I think I have probably read 57 different threads on Fireplaces producing an odor, so I know this topic has been beat to death but non of those threads were about Enviro as far as I remember. Most of the threads did not really produce an answer either. 

When I purchased my home in 10/2017, I decided to do some small renovations. One of the renovations was ripping out the builders grade gas fireplace ( do not know the brand) and replacing with a Enviro C34 Linear fireplace.

The fireplace was installed, the wall was covered with stone (almost identical as what is pictured on the enviro website). I turned it on a few times just to make sure it worked and that was that. The renovations were ongoing through out the winter so I did not really turn on the fireplace at all. I remember after it was installed there was a scent and the installer told me its normal and will go away.
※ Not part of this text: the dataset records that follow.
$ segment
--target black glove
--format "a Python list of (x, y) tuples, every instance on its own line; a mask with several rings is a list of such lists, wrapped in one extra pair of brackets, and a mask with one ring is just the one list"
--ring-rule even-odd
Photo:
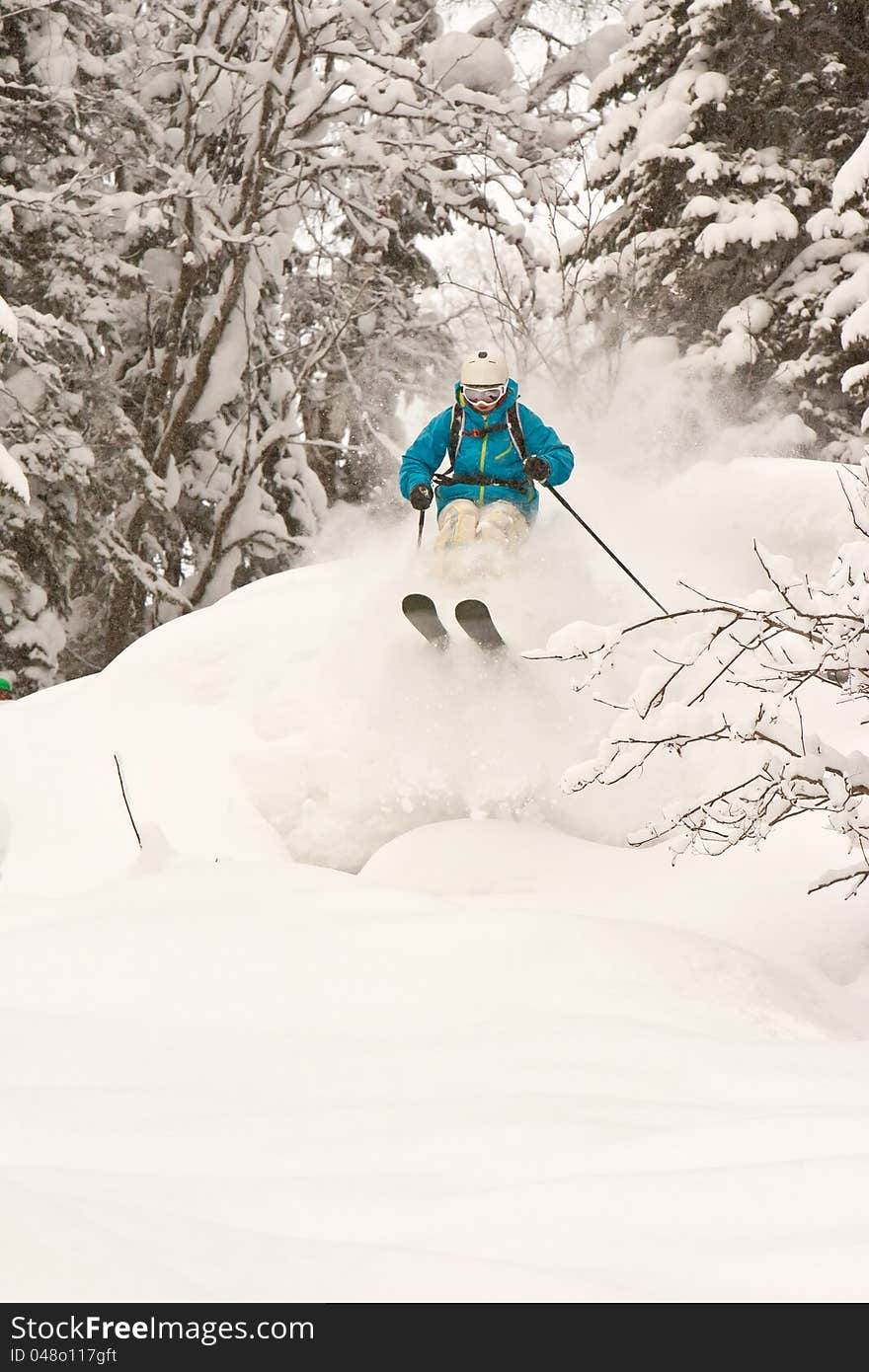
[(415, 510), (427, 510), (431, 505), (431, 486), (415, 486), (408, 497)]
[(526, 457), (522, 471), (533, 482), (548, 482), (552, 476), (552, 468), (545, 457)]

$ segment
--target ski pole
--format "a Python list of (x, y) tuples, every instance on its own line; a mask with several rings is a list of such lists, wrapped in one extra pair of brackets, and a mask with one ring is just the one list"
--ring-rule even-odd
[(560, 495), (556, 491), (555, 486), (551, 486), (549, 482), (544, 482), (542, 484), (544, 484), (544, 487), (548, 491), (552, 491), (552, 494), (555, 495), (555, 498), (559, 502), (559, 505), (563, 505), (564, 509), (567, 510), (567, 513), (574, 516), (574, 519), (577, 520), (577, 524), (582, 524), (582, 527), (586, 531), (586, 534), (590, 534), (592, 538), (594, 539), (594, 542), (600, 543), (600, 546), (603, 547), (604, 553), (608, 553), (610, 557), (612, 558), (612, 561), (618, 563), (618, 565), (622, 568), (622, 571), (626, 572), (630, 576), (632, 582), (636, 586), (640, 587), (640, 590), (642, 591), (642, 594), (648, 595), (648, 598), (652, 601), (652, 604), (658, 605), (658, 609), (662, 611), (662, 613), (669, 615), (670, 611), (664, 609), (664, 606), (660, 604), (659, 600), (655, 600), (655, 597), (652, 595), (652, 593), (649, 590), (647, 590), (647, 587), (642, 584), (642, 582), (637, 576), (634, 576), (634, 573), (632, 572), (630, 567), (625, 567), (625, 563), (622, 561), (622, 558), (616, 557), (611, 547), (607, 547), (607, 545), (604, 543), (603, 538), (599, 538), (597, 534), (594, 532), (594, 530), (590, 528), (579, 514), (577, 514), (577, 512), (572, 508), (572, 505), (567, 504), (567, 501), (564, 499), (564, 497)]

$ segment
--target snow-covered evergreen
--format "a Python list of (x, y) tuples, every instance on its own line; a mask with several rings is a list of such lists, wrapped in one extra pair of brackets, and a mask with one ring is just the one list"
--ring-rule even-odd
[(736, 373), (740, 405), (745, 390), (758, 409), (789, 403), (806, 440), (853, 456), (861, 412), (842, 376), (854, 391), (869, 358), (854, 318), (865, 5), (641, 0), (625, 19), (630, 40), (590, 91), (590, 180), (611, 204), (588, 246), (593, 313), (610, 338), (674, 335)]

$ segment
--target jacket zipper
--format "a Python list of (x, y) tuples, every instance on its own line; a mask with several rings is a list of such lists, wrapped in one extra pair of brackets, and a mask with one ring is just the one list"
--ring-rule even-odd
[[(480, 476), (486, 471), (486, 443), (489, 442), (489, 432), (487, 432), (487, 429), (489, 429), (489, 416), (486, 414), (486, 416), (483, 416), (483, 431), (485, 431), (483, 432), (483, 443), (482, 443), (482, 447), (479, 450), (479, 475)], [(479, 495), (476, 497), (476, 504), (478, 505), (483, 504), (483, 491), (485, 491), (485, 487), (480, 486)]]

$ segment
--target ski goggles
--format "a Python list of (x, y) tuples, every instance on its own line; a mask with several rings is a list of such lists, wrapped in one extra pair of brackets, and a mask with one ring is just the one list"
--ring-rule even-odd
[(497, 405), (505, 392), (504, 386), (463, 386), (461, 394), (468, 405)]

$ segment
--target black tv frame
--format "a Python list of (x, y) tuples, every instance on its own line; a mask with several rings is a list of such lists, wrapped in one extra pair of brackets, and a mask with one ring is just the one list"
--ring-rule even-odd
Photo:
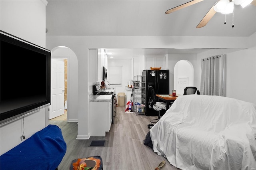
[[(35, 103), (30, 103), (27, 105), (19, 107), (18, 108), (14, 108), (13, 109), (6, 111), (3, 111), (3, 112), (1, 111), (1, 105), (0, 105), (0, 125), (2, 125), (11, 121), (19, 119), (20, 117), (25, 115), (31, 114), (34, 113), (35, 111), (42, 109), (50, 105), (51, 51), (0, 30), (0, 39), (1, 39), (1, 41), (3, 41), (3, 43), (7, 42), (6, 43), (9, 43), (11, 45), (14, 45), (15, 46), (18, 47), (19, 48), (24, 48), (25, 50), (27, 50), (29, 52), (31, 51), (33, 53), (38, 53), (39, 55), (41, 55), (41, 56), (45, 56), (46, 58), (42, 59), (42, 60), (45, 61), (46, 63), (44, 63), (44, 64), (46, 65), (46, 68), (45, 68), (46, 69), (45, 70), (45, 72), (43, 71), (42, 73), (45, 76), (45, 78), (46, 79), (44, 81), (45, 81), (45, 83), (44, 85), (42, 85), (43, 86), (42, 87), (43, 87), (44, 89), (40, 89), (43, 91), (43, 92), (40, 93), (44, 93), (43, 95), (45, 96), (45, 98), (42, 100), (40, 99), (40, 101), (37, 101), (35, 102)], [(1, 49), (0, 49), (0, 51), (1, 50)], [(26, 56), (26, 55), (24, 55), (23, 56)], [(0, 55), (0, 59), (1, 57), (6, 57), (6, 56), (1, 56)], [(4, 63), (2, 63), (1, 65), (2, 64), (4, 65)], [(42, 67), (43, 66), (42, 66)], [(14, 69), (15, 69), (15, 68)], [(4, 74), (4, 73), (3, 71), (3, 70), (2, 69), (2, 68), (0, 69), (0, 72), (2, 73), (1, 75), (3, 75), (2, 74)], [(17, 70), (17, 71), (19, 71)], [(44, 74), (45, 74), (44, 75)], [(2, 76), (3, 76), (3, 75)], [(26, 76), (27, 75), (22, 75), (22, 76)], [(31, 78), (33, 78), (32, 76), (31, 76), (31, 77), (32, 77)], [(4, 78), (3, 78), (3, 79), (4, 79)], [(26, 83), (26, 82), (23, 83)], [(3, 83), (4, 83), (4, 82), (0, 82), (0, 85), (4, 86), (4, 84)], [(4, 87), (6, 87), (6, 86)], [(3, 90), (2, 89), (2, 90)], [(22, 89), (19, 89), (19, 90), (22, 90)], [(1, 101), (0, 103), (2, 103), (2, 100), (1, 100), (1, 91), (0, 91), (0, 101)], [(3, 101), (2, 103), (4, 103), (4, 101)], [(3, 107), (4, 107), (4, 105)]]

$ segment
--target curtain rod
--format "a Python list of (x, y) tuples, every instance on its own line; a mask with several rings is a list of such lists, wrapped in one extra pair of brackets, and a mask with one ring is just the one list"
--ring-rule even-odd
[[(221, 57), (220, 55), (217, 55), (217, 56), (216, 56), (216, 57), (217, 58), (218, 58), (218, 57)], [(207, 58), (207, 60), (208, 60), (209, 59), (209, 57), (208, 57), (208, 58)], [(215, 56), (213, 56), (213, 58), (215, 58)], [(210, 58), (210, 59), (212, 59), (212, 58)], [(203, 61), (204, 61), (204, 60), (205, 60), (204, 59), (203, 59)]]

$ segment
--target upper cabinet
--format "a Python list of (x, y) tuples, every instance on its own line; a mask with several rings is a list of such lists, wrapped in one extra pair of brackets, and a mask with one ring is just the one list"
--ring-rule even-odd
[(107, 54), (104, 49), (98, 49), (97, 55), (97, 81), (102, 81), (103, 68), (108, 68)]
[(165, 69), (165, 56), (145, 55), (145, 69), (149, 69), (151, 67), (160, 67)]

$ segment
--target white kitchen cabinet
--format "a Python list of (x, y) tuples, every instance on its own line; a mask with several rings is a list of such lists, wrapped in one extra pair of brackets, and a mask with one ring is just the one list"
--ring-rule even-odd
[[(96, 57), (96, 56), (95, 56)], [(98, 49), (97, 55), (97, 81), (102, 81), (103, 67), (108, 68), (108, 57), (104, 49)]]
[(93, 136), (104, 136), (112, 122), (112, 100), (89, 102), (89, 131)]
[(150, 67), (165, 69), (165, 56), (145, 55), (145, 69), (150, 69)]

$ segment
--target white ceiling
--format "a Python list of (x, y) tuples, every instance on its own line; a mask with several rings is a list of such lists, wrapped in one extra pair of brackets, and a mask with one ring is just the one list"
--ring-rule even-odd
[[(256, 7), (235, 6), (232, 14), (216, 13), (207, 25), (196, 28), (216, 0), (205, 0), (169, 14), (166, 10), (190, 0), (48, 0), (47, 35), (248, 36), (256, 32)], [(106, 51), (110, 52), (111, 49)], [(123, 56), (198, 53), (208, 49), (112, 49)]]

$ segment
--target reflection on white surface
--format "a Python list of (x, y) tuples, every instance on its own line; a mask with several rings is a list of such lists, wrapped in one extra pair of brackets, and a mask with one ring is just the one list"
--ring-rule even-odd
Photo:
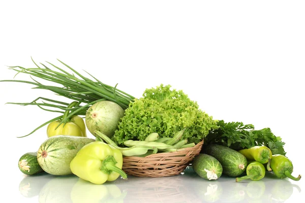
[[(294, 189), (295, 188), (295, 189)], [(271, 174), (259, 181), (239, 183), (223, 176), (205, 180), (188, 168), (178, 176), (139, 178), (95, 185), (76, 176), (42, 173), (27, 176), (19, 184), (25, 197), (37, 196), (43, 202), (283, 202), (300, 192), (297, 182)]]

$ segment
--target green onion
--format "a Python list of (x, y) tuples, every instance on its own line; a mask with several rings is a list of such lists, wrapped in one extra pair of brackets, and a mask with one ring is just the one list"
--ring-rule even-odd
[[(38, 97), (30, 103), (7, 103), (23, 106), (36, 105), (44, 111), (59, 113), (62, 114), (64, 113), (64, 111), (71, 110), (65, 119), (62, 119), (62, 115), (54, 118), (43, 123), (29, 134), (22, 137), (33, 133), (38, 129), (54, 120), (62, 120), (60, 124), (66, 123), (69, 120), (69, 119), (73, 115), (85, 115), (86, 112), (90, 106), (100, 100), (109, 100), (117, 104), (123, 109), (126, 109), (129, 104), (133, 102), (135, 98), (131, 95), (117, 89), (116, 88), (117, 84), (116, 84), (115, 87), (105, 84), (85, 71), (94, 80), (91, 80), (82, 76), (71, 67), (58, 59), (57, 60), (63, 64), (65, 68), (68, 69), (68, 71), (70, 71), (71, 72), (71, 73), (47, 61), (46, 62), (51, 65), (50, 67), (53, 70), (41, 63), (40, 63), (41, 65), (40, 66), (34, 61), (33, 58), (32, 58), (32, 60), (36, 67), (26, 69), (20, 66), (9, 66), (9, 67), (11, 70), (17, 72), (14, 78), (19, 74), (28, 74), (34, 82), (17, 80), (5, 80), (0, 81), (0, 82), (20, 82), (34, 85), (36, 87), (33, 88), (33, 89), (46, 89), (51, 91), (57, 95), (64, 96), (78, 102), (78, 105), (72, 108), (68, 109), (69, 104), (68, 103), (41, 97)], [(33, 77), (53, 82), (56, 85), (44, 85), (38, 82)], [(39, 99), (42, 100), (42, 101), (41, 103), (38, 102), (38, 101)], [(81, 106), (80, 104), (82, 103), (84, 103), (85, 105)], [(55, 108), (57, 110), (50, 109), (49, 108)]]

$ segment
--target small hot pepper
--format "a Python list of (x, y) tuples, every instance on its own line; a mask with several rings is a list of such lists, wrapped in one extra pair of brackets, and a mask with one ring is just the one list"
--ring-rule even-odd
[(96, 184), (113, 181), (121, 175), (127, 175), (121, 170), (123, 156), (119, 150), (100, 141), (83, 147), (70, 163), (72, 173), (79, 178)]
[(280, 178), (289, 178), (294, 181), (299, 181), (301, 175), (296, 178), (292, 176), (293, 165), (290, 160), (286, 156), (281, 154), (274, 154), (271, 158), (270, 167), (276, 176)]
[[(74, 107), (78, 103), (73, 101), (70, 104), (67, 109)], [(70, 110), (68, 110), (64, 114), (63, 119), (66, 119)], [(71, 136), (78, 137), (87, 137), (86, 132), (86, 125), (83, 119), (78, 116), (74, 116), (66, 123), (60, 124), (62, 120), (59, 120), (50, 123), (47, 128), (47, 135), (48, 138), (52, 136)]]
[(261, 163), (267, 163), (266, 167), (268, 171), (271, 171), (270, 162), (272, 152), (270, 149), (264, 146), (256, 146), (249, 149), (243, 149), (238, 151), (247, 160), (256, 161)]
[(247, 176), (236, 178), (236, 182), (243, 180), (251, 179), (253, 181), (259, 181), (265, 177), (266, 171), (262, 163), (258, 161), (252, 161), (247, 166)]

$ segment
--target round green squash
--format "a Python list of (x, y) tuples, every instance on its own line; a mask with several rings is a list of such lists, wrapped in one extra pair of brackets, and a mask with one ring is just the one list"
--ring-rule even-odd
[(72, 174), (70, 164), (82, 147), (95, 140), (71, 136), (56, 136), (48, 138), (41, 144), (37, 160), (48, 174), (63, 176)]
[(35, 175), (43, 172), (37, 161), (37, 152), (28, 152), (19, 158), (18, 166), (21, 172), (26, 175)]

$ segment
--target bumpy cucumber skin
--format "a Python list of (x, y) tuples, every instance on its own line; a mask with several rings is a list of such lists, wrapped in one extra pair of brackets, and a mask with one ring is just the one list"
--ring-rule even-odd
[(38, 163), (48, 174), (58, 176), (72, 174), (70, 164), (72, 159), (82, 147), (94, 141), (95, 140), (86, 137), (51, 137), (40, 146), (37, 154)]
[(216, 158), (223, 167), (223, 174), (236, 177), (246, 170), (248, 161), (237, 151), (220, 145), (210, 144), (204, 147), (204, 153)]
[(207, 176), (207, 172), (204, 170), (212, 171), (219, 179), (222, 175), (223, 167), (220, 162), (215, 158), (205, 154), (199, 154), (193, 159), (193, 169), (196, 174), (205, 180), (210, 180)]
[(23, 154), (18, 161), (18, 167), (26, 175), (35, 175), (43, 172), (37, 161), (37, 152), (28, 152)]

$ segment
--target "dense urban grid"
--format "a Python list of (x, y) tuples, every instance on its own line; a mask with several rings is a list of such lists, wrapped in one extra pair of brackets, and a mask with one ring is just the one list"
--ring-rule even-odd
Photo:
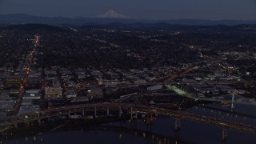
[(256, 105), (254, 42), (255, 25), (2, 27), (0, 117), (83, 103)]

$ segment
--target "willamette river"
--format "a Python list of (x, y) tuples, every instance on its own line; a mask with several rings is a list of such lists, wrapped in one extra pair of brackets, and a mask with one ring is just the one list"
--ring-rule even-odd
[[(214, 116), (226, 121), (256, 126), (256, 106), (237, 105), (234, 113), (229, 107), (219, 104), (209, 104), (204, 108), (193, 107), (186, 111), (203, 116)], [(158, 117), (150, 125), (143, 121), (137, 122), (114, 122), (94, 126), (84, 130), (72, 130), (53, 131), (34, 136), (12, 139), (2, 143), (202, 143), (218, 144), (222, 141), (222, 129), (213, 125), (181, 121), (178, 132), (174, 130), (175, 119)], [(226, 143), (255, 144), (256, 135), (227, 130)]]

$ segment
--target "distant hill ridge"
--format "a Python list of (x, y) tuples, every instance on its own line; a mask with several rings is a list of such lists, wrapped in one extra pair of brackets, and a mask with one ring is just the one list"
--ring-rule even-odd
[(256, 21), (242, 20), (222, 20), (211, 21), (202, 19), (176, 19), (176, 20), (146, 20), (127, 18), (127, 16), (119, 14), (114, 11), (109, 11), (98, 18), (64, 18), (64, 17), (41, 17), (23, 14), (0, 14), (0, 25), (15, 25), (26, 23), (40, 23), (49, 25), (70, 24), (82, 26), (87, 23), (107, 24), (113, 22), (120, 23), (167, 23), (177, 25), (197, 25), (197, 26), (212, 26), (226, 25), (234, 26), (241, 24), (256, 24)]

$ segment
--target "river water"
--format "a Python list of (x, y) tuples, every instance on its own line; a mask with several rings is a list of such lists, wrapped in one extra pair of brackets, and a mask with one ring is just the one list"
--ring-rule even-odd
[[(193, 107), (186, 112), (211, 116), (226, 121), (256, 126), (256, 106), (237, 105), (234, 112), (220, 104), (208, 104), (205, 107)], [(175, 119), (158, 117), (151, 124), (142, 120), (131, 122), (107, 123), (89, 130), (54, 131), (32, 137), (1, 142), (2, 143), (245, 143), (255, 144), (256, 135), (234, 130), (227, 130), (227, 140), (222, 140), (222, 128), (210, 124), (181, 121), (179, 131), (174, 130)]]

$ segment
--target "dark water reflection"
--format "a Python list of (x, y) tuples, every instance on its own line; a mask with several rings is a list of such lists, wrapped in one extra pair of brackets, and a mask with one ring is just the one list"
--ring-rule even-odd
[[(208, 105), (207, 105), (208, 106)], [(210, 104), (209, 106), (225, 110), (219, 104)], [(252, 106), (237, 106), (236, 111), (256, 116), (256, 107)], [(232, 114), (206, 108), (194, 107), (187, 112), (206, 116), (214, 116), (230, 121)], [(235, 118), (235, 115), (234, 116)], [(236, 122), (255, 125), (252, 118), (237, 115)], [(2, 142), (2, 143), (222, 143), (222, 129), (218, 126), (182, 120), (181, 130), (174, 130), (175, 119), (159, 117), (150, 125), (143, 121), (136, 122), (114, 122), (93, 127), (89, 130), (70, 130), (47, 133), (34, 137)], [(234, 130), (228, 130), (226, 143), (255, 144), (256, 135)]]

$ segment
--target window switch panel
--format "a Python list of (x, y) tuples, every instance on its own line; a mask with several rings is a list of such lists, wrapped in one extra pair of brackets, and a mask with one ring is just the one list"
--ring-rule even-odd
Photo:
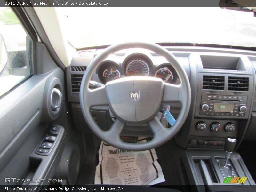
[(44, 140), (46, 141), (54, 141), (56, 139), (56, 137), (51, 135), (47, 135), (44, 138)]
[(39, 153), (48, 153), (48, 152), (49, 151), (49, 149), (41, 149), (41, 148), (39, 148), (38, 149), (38, 151), (37, 151), (37, 152), (39, 152)]
[(51, 148), (52, 145), (52, 143), (44, 141), (40, 146), (40, 148), (49, 149)]

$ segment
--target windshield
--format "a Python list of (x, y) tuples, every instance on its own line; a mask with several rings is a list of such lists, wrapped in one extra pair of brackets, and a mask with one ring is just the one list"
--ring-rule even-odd
[(256, 47), (256, 17), (220, 7), (55, 8), (76, 48), (122, 42)]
When installing the new fireplace, ( my previous fireplace had vent pipping running all the way to the top of the chimney) the installer told me it would be better for the flame if instead of running it all the way to the top like before, to make the vent go out the side of the chimney to the side of the house. That side of the house is not really seen and that is where all my AC units and generator is so It did not matter to me.
So, he covered the old hole running to the top of the chimney with insulation and a board, and ran the new Enviro fireplace out of the side.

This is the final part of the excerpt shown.